As we spent hours of uncompensated time dragging furniture and computer mechanisms, Edison was being paid to figure out what’s wrong with the system. You were asking the wrong people.

These events of last summer are symptomatic of the entire problem with our public schools. There is no confidence that the people who work in them or the people who are serviced by them have any idea what to do with them. And there is no political will to accept the challenge of funding our schools adequately so they can be successful.

Instead, those who run this state want us to believe that corporations, in spite of the fact that they have no track record in educating successfully, have never made any money and have their eyes set on earning profits rather than serving the needs of people, have a better grasp of how to run “public” schools than we do.

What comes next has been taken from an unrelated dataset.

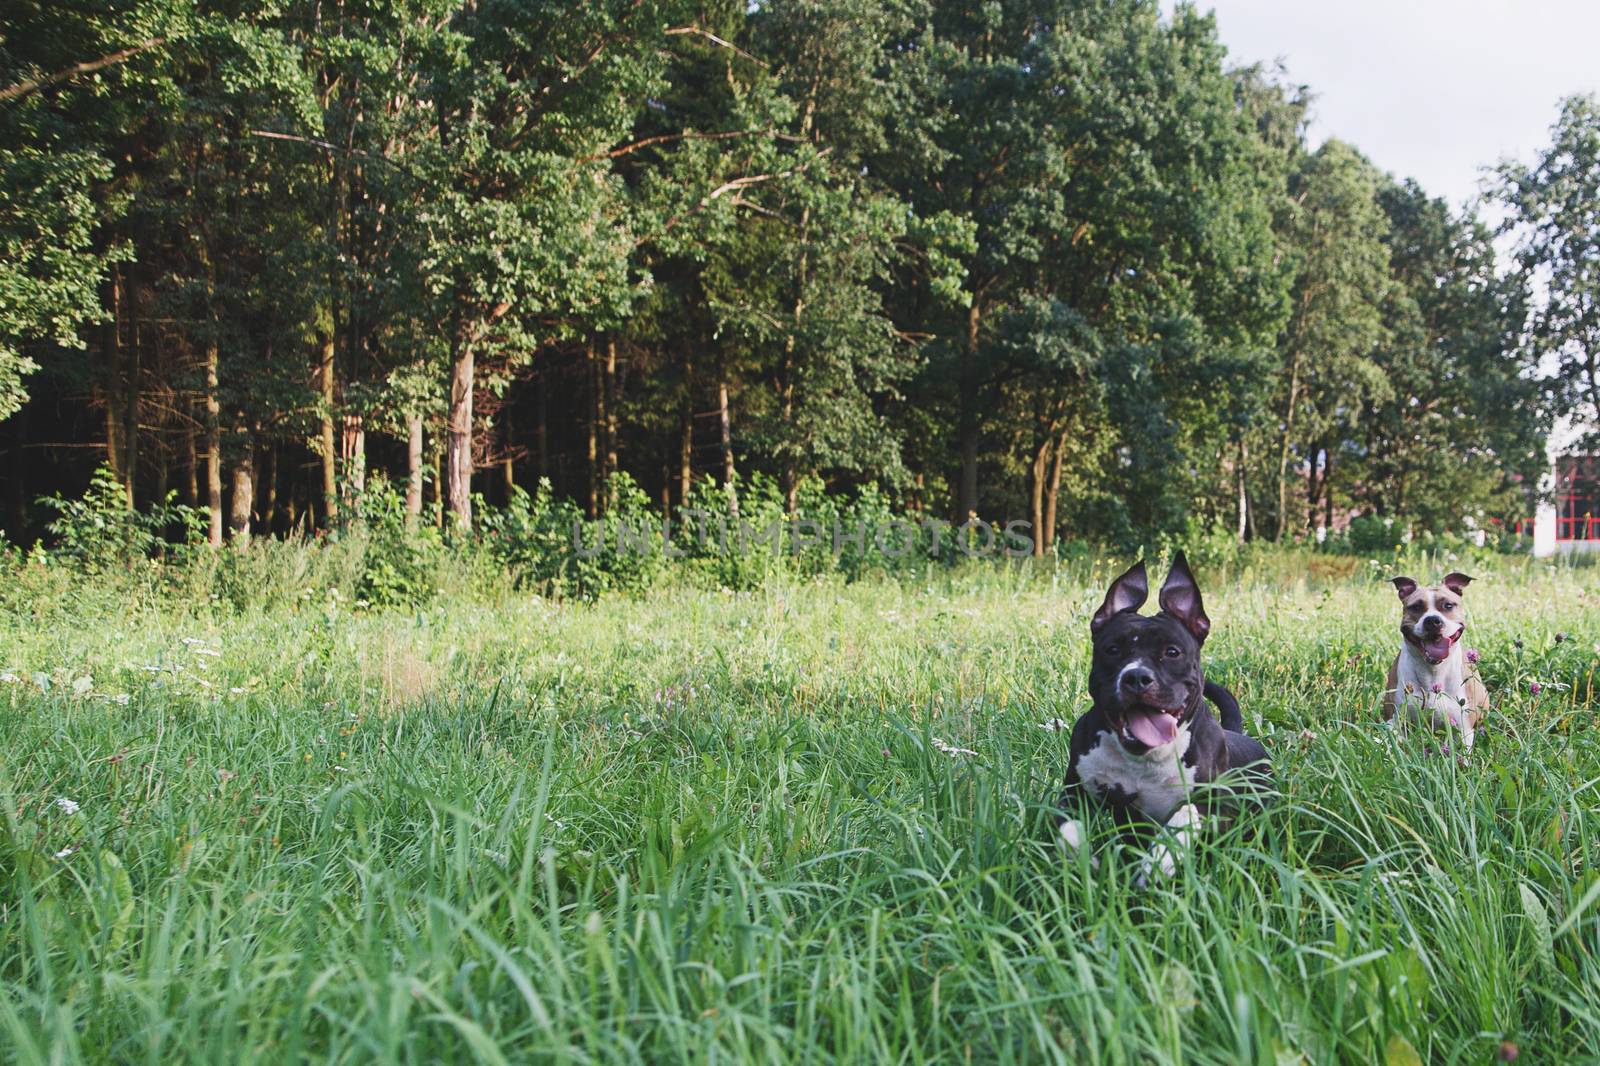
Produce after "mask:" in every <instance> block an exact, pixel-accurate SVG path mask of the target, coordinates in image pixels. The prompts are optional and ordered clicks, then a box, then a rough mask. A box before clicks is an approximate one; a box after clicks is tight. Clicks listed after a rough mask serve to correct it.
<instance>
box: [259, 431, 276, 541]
mask: <svg viewBox="0 0 1600 1066" xmlns="http://www.w3.org/2000/svg"><path fill="white" fill-rule="evenodd" d="M264 455H266V456H267V463H266V469H264V471H262V472H261V535H262V536H272V523H274V522H277V517H278V450H277V445H270V447H267V448H266V451H264Z"/></svg>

Do you know that Germantown High is functioning without a librarian? There is a very competent and hard-working Instructional Materials Assistant, but she runs the library by herself. Do you know we have not one music or art teacher? Do you know that the second of two computer labs still doesn’t exist, and that the library still has no electricity for computers? Do you know we can afford only two business teachers in our allotment and that there have been no shop programs for years? Do you know we have only two counselors for 1,600 students? We had three, but one left in the middle of the year and there is no replacement.

This is not a comprehensive high school, and, to no one’s surprise, our statistics show a considerable lack of success. I’m sure hiring an unsuccessful company to run our school, infusing it with their packaged curriculum and untested models, will make all the difference in the world.

In spite of the reputation to the contrary, we have people who are anxious to work together, who have, in fact, banded together to get the school running year after year in spite of one crisis after another. But now, to face yet another year of near chaos because somebody else has a brainstorm of how to fix our troubled schools, knowing that they are being paid to develop this brainstorm, is beyond reason.

A mean, nasty trick has been played on us, our students and their parents. Our schools have been drastically underfunded for years, and now our lack of success with inadequate resources is being used as an excuse to turn the public sector over to for profit corporations, to use our tax dollars to boost a company’s stock. It is obscene.

The response to such a proposal should be simple: No. Given the current funding dilemma, the only possible solution would be to continue what has already begun: Get rid of librarians and hire assistants at half their salary. Eliminate qualified Non-Teaching Assistants and hire noon-time aides at half their salary with no benefits. Ask people to work longer hours without compensation “for the good of the kids,” while our money is squandered in corporate offices.

We need resources equal to and greater than those schools proven to be successful. We need the opportunity to work together and involve parents with their students in the process of creating school communities. This is expensive, but hiring outside agencies is not going to make it possible, because the real goal of the state seems to be saving money and paying off corporate partners rather than educating our children. Let’s do this right. Let’s fund the schools, help us create models we already know can work and send the corporations home.